In late August 2013, South Africa's Independent Communications Authority (ICASA) released Note 872 concerning updated labeling regulations for all telecommunication and RF equipment sold in South Africa.
 
This new regulation will come into effect once it is published in South Africa's Government Gazette.  The details of the new label rules are below and they are similar to existing rules with the exception that E-labeling will be allowable (#6) and label size restrictions have been defined (#5):
  1. Labels must be affixed to the device before the device is made available for sales or lease or is supplied in any other manner. The label must be legible and protected against damage.
  2. The Label must bear ICASA logo and issued certificate number (TA XXXX-YYYY).
  3. Labels may be obtained from ICASA upon payment of applicable fee.

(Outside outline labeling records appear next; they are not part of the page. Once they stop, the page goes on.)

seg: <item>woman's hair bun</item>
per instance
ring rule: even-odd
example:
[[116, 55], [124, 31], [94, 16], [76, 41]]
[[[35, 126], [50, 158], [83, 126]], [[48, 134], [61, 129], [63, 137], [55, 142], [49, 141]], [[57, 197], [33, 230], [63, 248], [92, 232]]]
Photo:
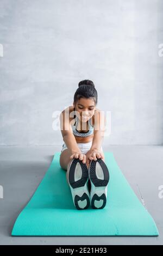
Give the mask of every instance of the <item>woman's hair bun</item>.
[[85, 86], [93, 86], [93, 87], [95, 88], [93, 82], [91, 81], [91, 80], [83, 80], [82, 81], [79, 82], [79, 84], [78, 84], [79, 87], [80, 86], [83, 86], [83, 84], [84, 84]]

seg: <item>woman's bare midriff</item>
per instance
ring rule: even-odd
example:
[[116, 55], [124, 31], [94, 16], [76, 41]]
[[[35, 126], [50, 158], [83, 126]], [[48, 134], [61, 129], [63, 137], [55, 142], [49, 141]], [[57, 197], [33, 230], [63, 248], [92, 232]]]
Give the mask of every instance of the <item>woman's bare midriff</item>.
[[87, 143], [92, 141], [93, 135], [92, 134], [87, 137], [79, 137], [74, 135], [77, 143]]
[[[69, 107], [70, 109], [70, 111], [73, 111], [73, 107], [71, 106]], [[70, 121], [71, 121], [73, 119], [73, 118], [70, 118]], [[94, 123], [93, 118], [92, 119], [92, 122], [93, 122], [93, 123]], [[79, 136], [76, 136], [76, 135], [74, 135], [74, 136], [76, 138], [76, 140], [77, 143], [87, 143], [92, 141], [93, 137], [93, 133], [87, 137], [79, 137]]]

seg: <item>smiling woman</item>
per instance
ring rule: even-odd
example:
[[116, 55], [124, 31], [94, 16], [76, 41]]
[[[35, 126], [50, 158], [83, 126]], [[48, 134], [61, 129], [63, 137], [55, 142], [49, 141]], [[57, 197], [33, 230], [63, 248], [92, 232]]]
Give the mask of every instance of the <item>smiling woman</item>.
[[87, 208], [90, 200], [93, 209], [102, 209], [106, 203], [109, 175], [104, 163], [104, 131], [101, 129], [103, 126], [97, 102], [93, 82], [84, 80], [74, 94], [73, 106], [63, 111], [60, 117], [64, 141], [60, 164], [67, 170], [67, 181], [78, 210]]

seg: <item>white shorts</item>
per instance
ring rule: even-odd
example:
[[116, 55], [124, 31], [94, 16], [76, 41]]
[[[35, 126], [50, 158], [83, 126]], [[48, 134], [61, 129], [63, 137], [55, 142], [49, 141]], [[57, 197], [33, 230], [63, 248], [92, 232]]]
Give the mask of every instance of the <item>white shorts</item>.
[[[86, 154], [91, 148], [92, 145], [92, 141], [90, 142], [87, 142], [86, 143], [77, 143], [78, 148], [80, 150], [82, 154]], [[62, 145], [62, 148], [61, 150], [61, 153], [63, 152], [64, 150], [67, 149], [67, 147], [65, 143], [64, 143]], [[103, 152], [103, 147], [102, 146], [101, 148], [101, 150]]]

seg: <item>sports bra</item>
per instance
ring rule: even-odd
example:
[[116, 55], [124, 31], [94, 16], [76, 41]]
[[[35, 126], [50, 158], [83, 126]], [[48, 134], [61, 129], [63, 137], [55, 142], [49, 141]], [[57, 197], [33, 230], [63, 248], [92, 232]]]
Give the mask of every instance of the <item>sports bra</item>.
[[[74, 111], [75, 111], [75, 108], [74, 108]], [[75, 115], [76, 122], [72, 126], [72, 129], [73, 130], [73, 134], [76, 136], [78, 137], [87, 137], [93, 133], [94, 127], [91, 125], [90, 122], [90, 119], [88, 120], [88, 126], [89, 126], [89, 130], [86, 132], [78, 132], [76, 127], [78, 127], [78, 118], [76, 115]]]

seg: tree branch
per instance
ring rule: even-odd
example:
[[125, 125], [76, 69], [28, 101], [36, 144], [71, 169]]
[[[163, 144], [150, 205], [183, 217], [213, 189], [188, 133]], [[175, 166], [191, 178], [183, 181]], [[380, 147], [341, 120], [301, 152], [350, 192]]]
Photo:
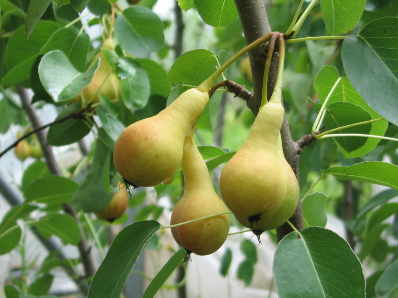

  4. In the event of suppliers wishing to produce their own label, a written request must be submitted for ICASA Approval prior to supply or use of equipment. ICASA will issue a formal letter in response to supplier's request to confirm if proposed label design has been approved.
  5. The minimum size of the ICASA logo on the label must be 3mm high and 3mm wide, the certificate number must be 1mm high, and the height to width ratio of the overall ICASA label must be 1:2. (e.g. 10 x 20 mm).
  6. E-labeling can also be used as an alternative method; a written request must be submitted for ICASA.
Approval prior to supply or use of equipment. ICASA will issue a formal letter in response to supplier's request to confirm if proposed label design has been approved. E-labels must be displayed in at least one of the following methods:
  • During the device's power up sequence,
  • Under the device's system information page,
  • Under the help menu on the device.
Documentation accompanying the device must clearly indicate how the user may access the label.